Homes & Property

April 24, 2012

Housing: Experts decry cash and carry policy

By Jude Njoku

Top estate surveyors and valuers, private property developers and mortgage operators have decried the absence of a virile mortgage finance system which has led to the “cash and carry” syndrome in housing transactions in the country.

They also called on the Federal government to intervene in the secondary mortgage market by harnessing all floating funds and making them available to the market.

The experts who spoke at a one-day workshop on Mortgage Finance and the Nigerian Property Market: Challenges and Opportunities organised by the International Real Estate Federation FIABCI Nigeria, were the President of the Real Estate Developers Association of Nigeria, REDAN. Mr Olabode Afolayan, the Managing Director of Safetrust Savings & Loans Limited, Mr Yinka Adeola and a former Secretary of the Nigerian Institution of Estate Surveyors and Valuers, NIESV, Mr Akin Olawore.

President of FIABCI Nigeria, Chief Kola Akomolede used the event to call for the establishment of a virile mortgage system in the country. He noted that because of the capital intensive nature of building or owning a property, it is not often that one can muster the savings from his legal income to buy or build a house. “In the civilized world, nobody expects you to pay fully at once to buy a house. But here in Nigeria, it is “cash and carry” even for houses built and are being sold by the government.

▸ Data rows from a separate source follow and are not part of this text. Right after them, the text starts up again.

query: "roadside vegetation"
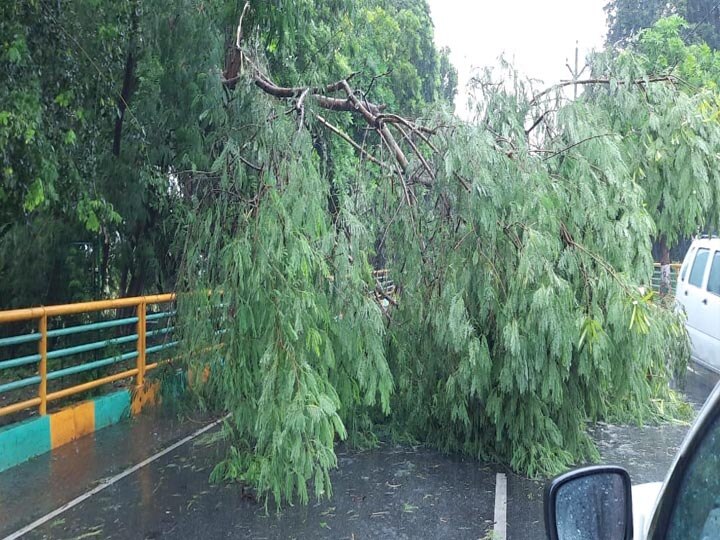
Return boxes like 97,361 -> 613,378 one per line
2,0 -> 719,505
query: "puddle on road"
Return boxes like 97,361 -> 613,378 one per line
27,442 -> 498,540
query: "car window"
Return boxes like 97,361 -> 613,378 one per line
681,248 -> 696,282
708,251 -> 720,296
666,412 -> 720,540
688,249 -> 710,288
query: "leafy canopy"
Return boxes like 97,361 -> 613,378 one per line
177,6 -> 705,507
1,0 -> 709,510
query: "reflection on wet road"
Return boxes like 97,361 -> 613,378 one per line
0,364 -> 716,540
8,442 -> 496,539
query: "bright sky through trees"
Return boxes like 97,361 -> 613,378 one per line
427,0 -> 608,117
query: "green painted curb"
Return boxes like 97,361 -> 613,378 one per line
0,390 -> 133,473
0,416 -> 51,473
94,390 -> 131,429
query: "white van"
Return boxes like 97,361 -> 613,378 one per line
675,236 -> 720,372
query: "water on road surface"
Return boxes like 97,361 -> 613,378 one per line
0,364 -> 716,540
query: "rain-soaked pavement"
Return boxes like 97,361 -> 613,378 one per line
0,364 -> 717,540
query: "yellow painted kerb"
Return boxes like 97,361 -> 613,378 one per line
131,381 -> 160,415
50,401 -> 95,449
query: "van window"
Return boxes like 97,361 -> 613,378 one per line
681,247 -> 696,282
689,249 -> 710,288
708,251 -> 720,296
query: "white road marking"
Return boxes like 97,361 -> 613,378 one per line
493,472 -> 507,540
3,415 -> 227,540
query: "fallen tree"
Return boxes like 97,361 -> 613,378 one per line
174,5 -> 716,507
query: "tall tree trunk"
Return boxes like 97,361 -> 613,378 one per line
100,228 -> 111,297
113,3 -> 139,157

In other parts of the world, all that is required of you is a proof of employment with steady income and five to 10 percent of the cost of the house and you can secure a mortgage for as long as 30 years repayment and a reasonable interest rate of between four to six percent per annum. But what do we have in Nigeria, an interest rate of about 18 percent and 22 percent where applicable,” he lamented.

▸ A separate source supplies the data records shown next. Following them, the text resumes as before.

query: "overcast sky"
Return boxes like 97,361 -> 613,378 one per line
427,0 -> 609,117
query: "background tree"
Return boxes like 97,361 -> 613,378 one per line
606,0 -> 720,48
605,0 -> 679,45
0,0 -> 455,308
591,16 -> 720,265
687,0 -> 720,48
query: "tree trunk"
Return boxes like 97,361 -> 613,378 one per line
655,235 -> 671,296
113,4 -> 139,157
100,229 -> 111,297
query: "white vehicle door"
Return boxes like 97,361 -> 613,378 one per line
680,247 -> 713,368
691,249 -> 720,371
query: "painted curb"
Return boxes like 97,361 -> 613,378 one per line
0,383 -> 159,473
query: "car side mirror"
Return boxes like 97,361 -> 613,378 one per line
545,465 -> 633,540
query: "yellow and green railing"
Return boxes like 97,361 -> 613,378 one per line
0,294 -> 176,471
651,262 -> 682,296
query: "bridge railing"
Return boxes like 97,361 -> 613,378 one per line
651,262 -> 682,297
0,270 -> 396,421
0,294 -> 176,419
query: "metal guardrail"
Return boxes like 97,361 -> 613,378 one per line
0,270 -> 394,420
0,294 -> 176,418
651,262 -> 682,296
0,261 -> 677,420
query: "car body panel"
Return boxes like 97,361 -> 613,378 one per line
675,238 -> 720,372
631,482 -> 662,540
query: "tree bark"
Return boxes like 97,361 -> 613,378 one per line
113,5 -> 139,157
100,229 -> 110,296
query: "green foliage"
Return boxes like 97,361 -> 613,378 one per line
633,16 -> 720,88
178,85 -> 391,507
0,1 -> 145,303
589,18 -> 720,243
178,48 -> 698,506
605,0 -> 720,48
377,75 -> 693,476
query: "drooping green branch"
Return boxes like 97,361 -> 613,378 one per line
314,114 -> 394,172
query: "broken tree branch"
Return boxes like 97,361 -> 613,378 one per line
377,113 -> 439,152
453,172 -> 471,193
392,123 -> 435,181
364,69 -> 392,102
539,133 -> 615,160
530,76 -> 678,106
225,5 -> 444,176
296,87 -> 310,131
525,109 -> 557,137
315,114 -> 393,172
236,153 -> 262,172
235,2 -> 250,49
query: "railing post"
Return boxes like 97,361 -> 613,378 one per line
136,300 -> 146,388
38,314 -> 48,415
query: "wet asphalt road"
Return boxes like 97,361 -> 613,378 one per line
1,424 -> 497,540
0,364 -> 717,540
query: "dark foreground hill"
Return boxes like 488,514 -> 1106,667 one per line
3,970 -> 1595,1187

Chairman of the occasion, Mr Joe Idudu described mortgage finance as crucial in the delivery of houses. “It is only in Nigeria that you are expected to pay cash and carry a property. Elsewhere, especially in the civilized world, houses are bought through mortgages and the balance is structured in a way that it doesn’t impinge on your income. Here if you are buying a property of N200 million, you will be expected to pay cash,” he lamented.

Idudu who is a past president of both the NIESV and Estate Surveyors and Valuers Registration Board of Nigeria, ESVARBON, stated that the phenomenon of advance rent is not the creation of the estate surveyors but the financiers (banks) who demand repayment of loans in two years at very high interest rates.

According to him, the only way to get out of the problem is to pass it unto the tenant in form of advance payments. “Mortgage finance is the sinequa non to housing delivery. Although land, materials and labour are costly, you can pay for them and solve a lot of the problems that go with housing if you have money,” he said.

REDAN president, Mr Afolayan enumerated a plethora of factors affecting the mortgage industry in the country. According to him, the 100 million Naira capital base for primary mortgage institutions PMIs, and N5 billion for the Federal Mortgage Bank of Nigeria FMBN, are inadequate to do effecting mortgage banking transactions.

The REDAN boss who posited that there are no foreclosures in Nigeria, also faulted the operations of commercial banks who are only interested in giving out hot funds for real estate development. Afolayan also decried the judicial system which favours tenants, noting that this hinders investment in housing production.

The REDAN boss who described the present administration’s policy on social housing as untenable, berated the Federal government for always making bogus claims on its housing targets but failing to realise them.

He however submitted that “the property market/mortgage finance in Nigeria has a lot of prospects considering the population, demand and the economic capacity of the people.  Even though there are challenges, if properly addressed, the sub-sector is capable of stimulating other sectors of the economy and therefore, it could be said to be the future of the Nigerian Economy”.

In his own contribution, Mr Olawore called on the Federal government to intervene in the secondary market funding by harnessing floating funds and making them available to the market. Such floating funds according to Olawore include remittances, unclaimed dividends from quoted companies, the balance in dormant accounts with banks and repatriated proceeds from criminals.

He also called for alternative funding strategies for the lower end of the gap market as as Micro-finance for housing, and Csooperative housing finance.